Of course, it is comforting to understand that the open source world has a kind of self-regulating quality control, but that may not be enough in itself to pre-empt loss of trust.
:\
On Sat, 07 Feb 2009 14:56:01 +0000, hnimmo wrote:
> Of course, it is comforting to understand that the open source world has
> a kind of self-regulating quality control, but that may not be enough in
> itself to pre-empt loss of trust. :\
Well, it’s hardly going to be regulated from outside, now is it?

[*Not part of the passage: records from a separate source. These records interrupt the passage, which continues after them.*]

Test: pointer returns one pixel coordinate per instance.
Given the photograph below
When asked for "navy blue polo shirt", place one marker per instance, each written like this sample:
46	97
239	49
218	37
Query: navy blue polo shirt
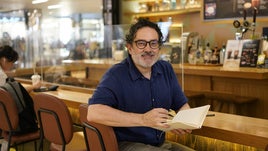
123	87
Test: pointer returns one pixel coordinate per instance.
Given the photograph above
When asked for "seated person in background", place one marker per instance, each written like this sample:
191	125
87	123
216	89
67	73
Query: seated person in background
8	56
135	95
79	51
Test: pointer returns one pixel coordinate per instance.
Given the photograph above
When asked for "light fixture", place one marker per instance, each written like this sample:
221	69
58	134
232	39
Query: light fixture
54	6
38	1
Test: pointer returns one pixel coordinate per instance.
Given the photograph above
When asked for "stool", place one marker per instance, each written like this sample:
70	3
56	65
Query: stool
234	102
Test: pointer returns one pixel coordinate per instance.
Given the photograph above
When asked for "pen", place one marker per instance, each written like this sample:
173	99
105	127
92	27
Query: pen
171	113
209	115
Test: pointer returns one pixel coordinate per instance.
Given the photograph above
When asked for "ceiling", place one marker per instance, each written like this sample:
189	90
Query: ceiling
69	7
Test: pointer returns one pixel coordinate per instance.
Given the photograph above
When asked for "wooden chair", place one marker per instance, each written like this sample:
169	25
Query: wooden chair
10	121
56	124
98	137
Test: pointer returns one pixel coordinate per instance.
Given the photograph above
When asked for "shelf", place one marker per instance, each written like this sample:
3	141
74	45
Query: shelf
166	13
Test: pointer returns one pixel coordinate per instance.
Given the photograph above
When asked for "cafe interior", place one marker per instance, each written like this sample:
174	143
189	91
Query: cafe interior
206	42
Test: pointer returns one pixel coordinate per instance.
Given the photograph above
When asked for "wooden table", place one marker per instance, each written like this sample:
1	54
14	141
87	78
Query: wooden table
234	128
228	127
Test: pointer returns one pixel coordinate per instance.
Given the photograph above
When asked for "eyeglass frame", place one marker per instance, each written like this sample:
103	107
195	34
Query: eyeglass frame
148	42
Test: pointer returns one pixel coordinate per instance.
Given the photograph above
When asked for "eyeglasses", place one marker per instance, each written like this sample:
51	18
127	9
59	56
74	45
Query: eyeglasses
141	44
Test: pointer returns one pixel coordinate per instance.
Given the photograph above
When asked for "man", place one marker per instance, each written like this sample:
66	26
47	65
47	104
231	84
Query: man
135	95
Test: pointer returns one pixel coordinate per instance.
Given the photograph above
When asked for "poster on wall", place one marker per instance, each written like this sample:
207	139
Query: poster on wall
226	9
250	52
232	54
241	53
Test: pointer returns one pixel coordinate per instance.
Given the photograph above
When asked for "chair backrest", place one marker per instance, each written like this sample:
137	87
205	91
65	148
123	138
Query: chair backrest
54	118
8	112
98	137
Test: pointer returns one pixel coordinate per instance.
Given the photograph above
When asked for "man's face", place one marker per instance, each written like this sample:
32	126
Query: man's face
145	48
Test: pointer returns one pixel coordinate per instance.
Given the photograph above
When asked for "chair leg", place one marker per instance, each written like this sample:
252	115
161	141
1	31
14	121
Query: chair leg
85	136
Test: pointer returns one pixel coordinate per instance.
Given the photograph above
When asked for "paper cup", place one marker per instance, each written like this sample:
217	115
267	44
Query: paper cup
35	79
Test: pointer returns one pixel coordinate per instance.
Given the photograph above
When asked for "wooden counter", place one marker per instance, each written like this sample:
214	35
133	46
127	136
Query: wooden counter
234	128
250	82
228	127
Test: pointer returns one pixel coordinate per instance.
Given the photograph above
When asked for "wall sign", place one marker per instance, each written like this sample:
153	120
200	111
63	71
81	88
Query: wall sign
226	9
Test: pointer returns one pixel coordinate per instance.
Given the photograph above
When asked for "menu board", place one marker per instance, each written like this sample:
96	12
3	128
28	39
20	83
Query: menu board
224	9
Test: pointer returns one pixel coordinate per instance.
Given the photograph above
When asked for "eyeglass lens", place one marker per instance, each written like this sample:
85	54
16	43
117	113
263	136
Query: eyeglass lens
142	44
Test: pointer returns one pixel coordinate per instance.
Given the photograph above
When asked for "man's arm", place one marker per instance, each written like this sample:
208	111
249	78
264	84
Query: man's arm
107	115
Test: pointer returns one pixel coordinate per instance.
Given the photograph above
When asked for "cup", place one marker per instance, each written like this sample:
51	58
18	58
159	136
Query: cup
35	79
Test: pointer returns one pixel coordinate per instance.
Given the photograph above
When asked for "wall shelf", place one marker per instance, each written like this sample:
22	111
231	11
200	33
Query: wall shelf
166	13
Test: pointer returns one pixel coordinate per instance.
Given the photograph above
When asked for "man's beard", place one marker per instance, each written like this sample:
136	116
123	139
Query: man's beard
139	58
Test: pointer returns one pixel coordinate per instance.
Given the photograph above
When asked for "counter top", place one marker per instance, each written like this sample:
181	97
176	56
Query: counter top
206	70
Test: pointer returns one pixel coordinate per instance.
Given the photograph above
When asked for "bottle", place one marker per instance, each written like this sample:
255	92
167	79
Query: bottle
207	54
222	53
215	55
173	4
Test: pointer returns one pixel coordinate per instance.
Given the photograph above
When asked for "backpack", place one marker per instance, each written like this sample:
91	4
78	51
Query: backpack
27	117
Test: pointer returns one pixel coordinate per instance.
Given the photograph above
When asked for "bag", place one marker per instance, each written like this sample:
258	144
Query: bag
27	117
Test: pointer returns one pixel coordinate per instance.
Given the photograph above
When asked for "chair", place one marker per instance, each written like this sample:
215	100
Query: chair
98	137
56	124
10	121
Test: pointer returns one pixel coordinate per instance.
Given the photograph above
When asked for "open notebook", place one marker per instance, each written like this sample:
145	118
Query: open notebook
188	119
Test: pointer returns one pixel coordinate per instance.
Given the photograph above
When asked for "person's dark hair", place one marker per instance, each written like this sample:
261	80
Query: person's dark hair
9	53
140	24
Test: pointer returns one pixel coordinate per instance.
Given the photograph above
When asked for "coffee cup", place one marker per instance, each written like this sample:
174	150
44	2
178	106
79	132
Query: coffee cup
35	79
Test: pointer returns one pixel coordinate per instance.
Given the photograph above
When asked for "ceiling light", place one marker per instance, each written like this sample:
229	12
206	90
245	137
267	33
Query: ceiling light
38	1
54	6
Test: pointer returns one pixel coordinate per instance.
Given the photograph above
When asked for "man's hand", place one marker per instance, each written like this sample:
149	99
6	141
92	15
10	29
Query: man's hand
181	131
156	118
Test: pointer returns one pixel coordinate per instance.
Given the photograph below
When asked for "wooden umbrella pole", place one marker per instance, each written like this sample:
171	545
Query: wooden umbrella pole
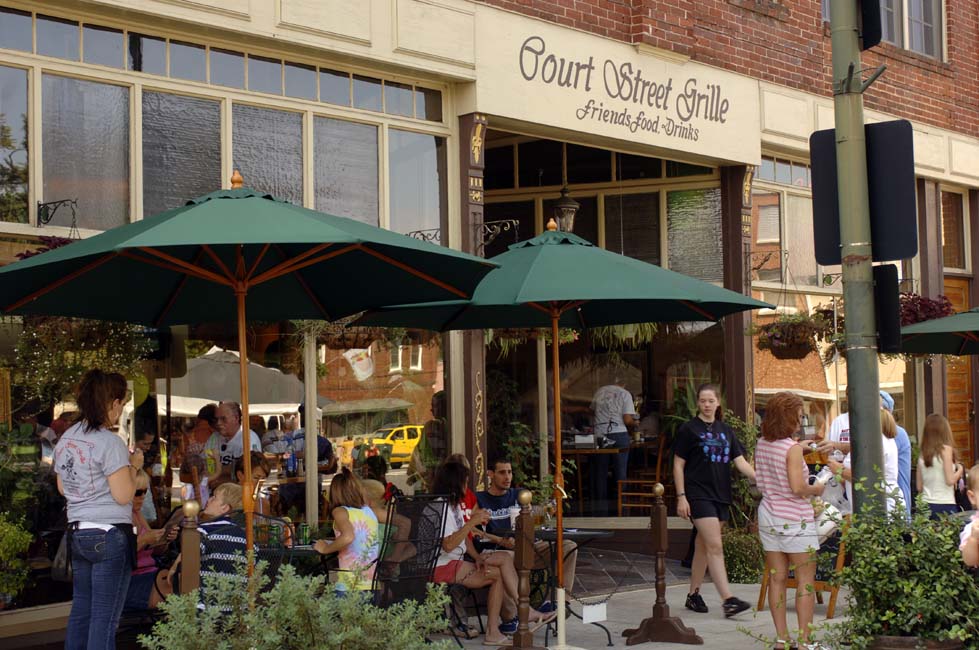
558	473
248	502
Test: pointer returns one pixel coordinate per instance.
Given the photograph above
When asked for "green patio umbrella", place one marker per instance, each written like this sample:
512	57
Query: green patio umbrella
231	253
560	280
955	334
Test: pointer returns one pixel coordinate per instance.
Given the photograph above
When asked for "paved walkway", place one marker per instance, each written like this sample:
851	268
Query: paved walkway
627	609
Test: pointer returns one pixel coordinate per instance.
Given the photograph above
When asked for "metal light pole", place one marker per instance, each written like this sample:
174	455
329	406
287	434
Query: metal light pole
862	380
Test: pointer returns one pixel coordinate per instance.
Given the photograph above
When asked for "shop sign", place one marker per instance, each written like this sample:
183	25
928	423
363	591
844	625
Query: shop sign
537	72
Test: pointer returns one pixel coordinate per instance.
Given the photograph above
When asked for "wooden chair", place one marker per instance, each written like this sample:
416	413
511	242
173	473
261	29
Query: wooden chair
833	546
636	493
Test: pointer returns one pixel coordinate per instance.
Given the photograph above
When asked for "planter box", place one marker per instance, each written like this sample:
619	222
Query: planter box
32	620
909	642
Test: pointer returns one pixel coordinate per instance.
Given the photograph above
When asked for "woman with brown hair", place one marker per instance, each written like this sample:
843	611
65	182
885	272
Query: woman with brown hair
937	470
97	476
786	521
355	526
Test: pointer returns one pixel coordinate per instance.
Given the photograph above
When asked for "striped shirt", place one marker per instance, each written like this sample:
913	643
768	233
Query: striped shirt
772	475
222	552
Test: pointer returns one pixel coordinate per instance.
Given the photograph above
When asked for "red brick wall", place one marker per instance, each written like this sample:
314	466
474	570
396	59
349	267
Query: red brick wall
786	42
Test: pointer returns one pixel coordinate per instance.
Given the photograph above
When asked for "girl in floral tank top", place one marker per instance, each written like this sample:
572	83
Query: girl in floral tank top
355	527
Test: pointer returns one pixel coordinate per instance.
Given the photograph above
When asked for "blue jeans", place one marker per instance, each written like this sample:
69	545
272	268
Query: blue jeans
599	472
101	564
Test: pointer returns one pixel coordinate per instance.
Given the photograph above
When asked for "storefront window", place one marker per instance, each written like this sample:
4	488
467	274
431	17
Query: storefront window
428	104
187	61
57	37
953	231
540	162
85	129
766	249
418	181
694	233
632	226
398	99
181	150
800	242
368	93
522	211
103	46
588	164
13	145
227	68
264	75
300	81
147	54
345	160
268	150
499	168
15	30
335	87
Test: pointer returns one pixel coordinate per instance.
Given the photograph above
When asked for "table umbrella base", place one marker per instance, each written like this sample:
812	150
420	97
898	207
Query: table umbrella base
664	628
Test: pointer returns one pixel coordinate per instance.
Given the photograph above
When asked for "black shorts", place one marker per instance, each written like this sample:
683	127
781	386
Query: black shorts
702	508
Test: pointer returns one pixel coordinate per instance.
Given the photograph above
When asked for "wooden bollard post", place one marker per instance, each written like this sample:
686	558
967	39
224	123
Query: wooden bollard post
524	562
661	626
190	548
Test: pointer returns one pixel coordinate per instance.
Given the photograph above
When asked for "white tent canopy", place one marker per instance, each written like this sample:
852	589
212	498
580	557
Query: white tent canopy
216	377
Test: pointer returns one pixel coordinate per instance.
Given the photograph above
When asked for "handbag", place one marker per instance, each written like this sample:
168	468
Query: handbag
61	566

There are plenty of controls in place for the major projects; rather than
ask here, though, why not ask on some of the lists having to do with
those major projects? Or search the archives of those lists, which
probably have lots of discussion about how to prevent someone from
“tainting” the project or causing sabotage.
Jim
On Sat, 07 Feb 2009 13:16:03 +0000, hnimmo wrote:
> However, given that a new release is often, if not always, done under
> time pressure, the opportunities for peer reviews before the release may
> be limited, so that the damage is done, the reputation is marred. And
> that would be true even if the peer reviews continue after release to
> repair any such damage.
That can happen in closed-source development models as well; in fact it’s
probably more likely in closed-source development, since there are fewer
eyes on the code.
Jim
Of course it can happen in a closed source environment as well. I may have a strange view of things, but isn’t there a difference between the way a closed source project team is likely put together and the way an open source project comes together? And I can see that the field of questions is rather large…and getting larger…altogether an interesting subject!
On Sat, 07 Feb 2009 21:46:01 +0000, hnimmo wrote:
> Of course it can happen in a closed source environment as well. I may
> have a strange view of things, but isn’t there a difference between the
> way a closed source project team is likely put together and the way an
> open source project comes together?
I don’t know that I’d say the teams are built differently - to program on
a closed source product IME you have to go through an interview process
and be accepted as a member of the team. You have to prove that you have
skills and knowledge that apply to the product being developed.
In the big OSS projects, you have to be vetted as well. The process is a
bit different because you can start by contributing code that is
scrutinized before it is committed, so you do go though a sort of
“interview”.
OSS has been described to me as a meritocracy: you have to prove
yourself.
Jim
But once it’s established who did it and whether it was a genuine mistake or sabotage, then the attention goes to the person responsible, not the product. And the effect on open source would be temporary. People forget quickly. So the attacker has gained very little and would never get to work with an OSS project again. So there’s little motivation to do it.
Of course unintentional bugs and backdoors do exist, in both open and closed source. In at least one case a backdoor was discovered in closed source after it was released as open source, so the lack of review does allow things to slip past and openness is catching them. Nobody can give you absolute guarantees. It’s the balance of probabilities. I think though that the open source community has a better chance of preventing bugs and sabotage than closed source.